After much deliberation, I realized that I was spending too much time designing the comment fetching logic when it should start off simple. The system was guaranteed to have low usage to start and if I needed to solve scaling when more people are using it, that’s a good problem to have!

I ended up implementing a naive recursive algorithm to fetch all comments for a comment thread. I returned the entire set of comments on page load. This was straightforward to implement and worked really well. To reduce potentially long pageloads, I fetched a page’s comments only after the rest of the page has loaded. The comment section was mostly below the fold and this had minimal effects on user experience.

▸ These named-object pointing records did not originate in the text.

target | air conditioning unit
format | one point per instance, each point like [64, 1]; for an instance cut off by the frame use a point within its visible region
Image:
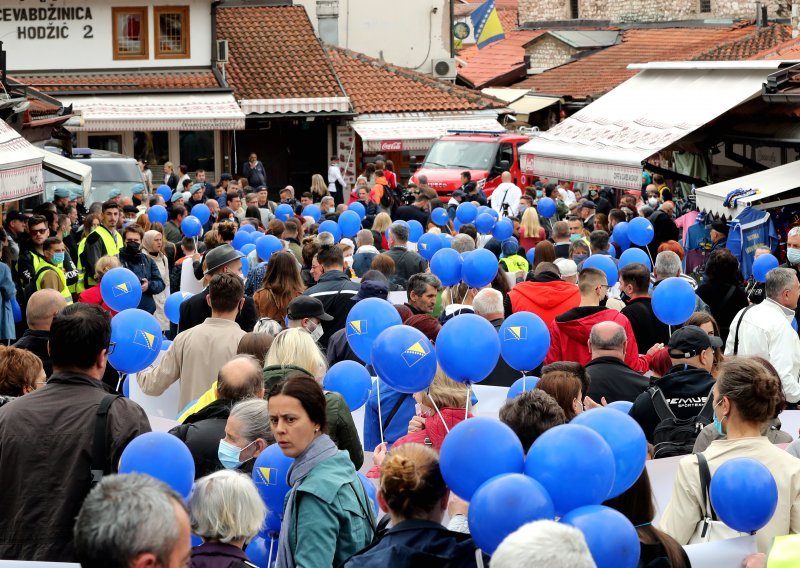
[444, 68]
[222, 51]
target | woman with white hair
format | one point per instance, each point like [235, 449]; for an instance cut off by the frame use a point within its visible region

4. UI to upvote a comment / post a root comment / post a nested comment

Two difficult problems to solve with implementing a UI.

The first is designing the UI. I’m bad at design and mediocre with CSS (I worship on the altar of display: flex). To fast track design, I took heavy inspiration from the design of Reddit’s comment threads.

The second problem is architecting the frontend such that users can upvote comments, post root comments, and post nested comments without the code resembling an Italian pasta shop. There were many components to reuse, states to handle, and data pathways to set up and this required careful planning.

Please no spaghetti!

In the end, I was able to architect something that I was comfortable with, and implement it with minimal debugging.

5. UI to show a single comment thread (i.e. render a comment as if it’s the root comment) / navigate up the comment tree

This could be considered a nice-to-have feature but my completionist drive took a hold of me and I wanted to make it possible to expand into comment threads and show nested comments as root comments, similar to how Reddit does it. It turns out, this was mostly a matter of UI design as it only involved a minor tweak to the comment fetching logic in the backend.

Bonus points: SoundCloud-style comments for videos

I spent the first weekend building requirements 1-5 and tackled this afterwards. The trickiest aspect of this feature is rendering comment markers in a timeline under the video in a manageable way.

Here are the requirements for timestamped commments and a video comment timeline:

  1. Users can choose to attach a timestamp to a comment based on the video’s current time
  2. Readers can see that a comment has an attached timestamp, and quickly navigate to that point in the video
  3. Comment markers on the video comment timeline cannot overlap, even if there are many markers in a small location. This constraint should dynamically hold even as users change the size of the browser
  4. Users can quickly display all comments at a particular point in time

Requirement 3 proved to be the hardest to design and implement. I spent hours thinking about the best way to do this such that the edge cases are handled, e.g. if a user increases or decreases the browser’s width.

I ended up deciding to batch comments and partitioning the video timeline into 20 fixed increments. Each batch of comments would thus be part of 4% of the video’s length. If a 4% video segment had more than one comment, I rendered a marker with the comment count on it. A user could view comments in this video segment by clicking on this marker, which causes a special comment view to be displayed such that only root comments within this 4% video segment are shown.

This solution elegantly solves two key problems. Because the comment markers are batched and shown at predictable non-overlapping points in the timeline, the overlapping comment marker issue is solved. By choosing a 4% increment, I can simply use a 4% CSS width for each comment marker which ensures that comment markers elegantly adjust spacing between each other, even as users change the size of the browser.

Closing thoughts

The commenting system initially felt daunting to build given all the complex pieces that needed to be combined together. Breaking the problem down into component parts and articulating clear requirements made it easy to manage. The best part about building this is that I can reuse the system across many different side projects which widens the type of website I can build and increases my efficiency in experimentation.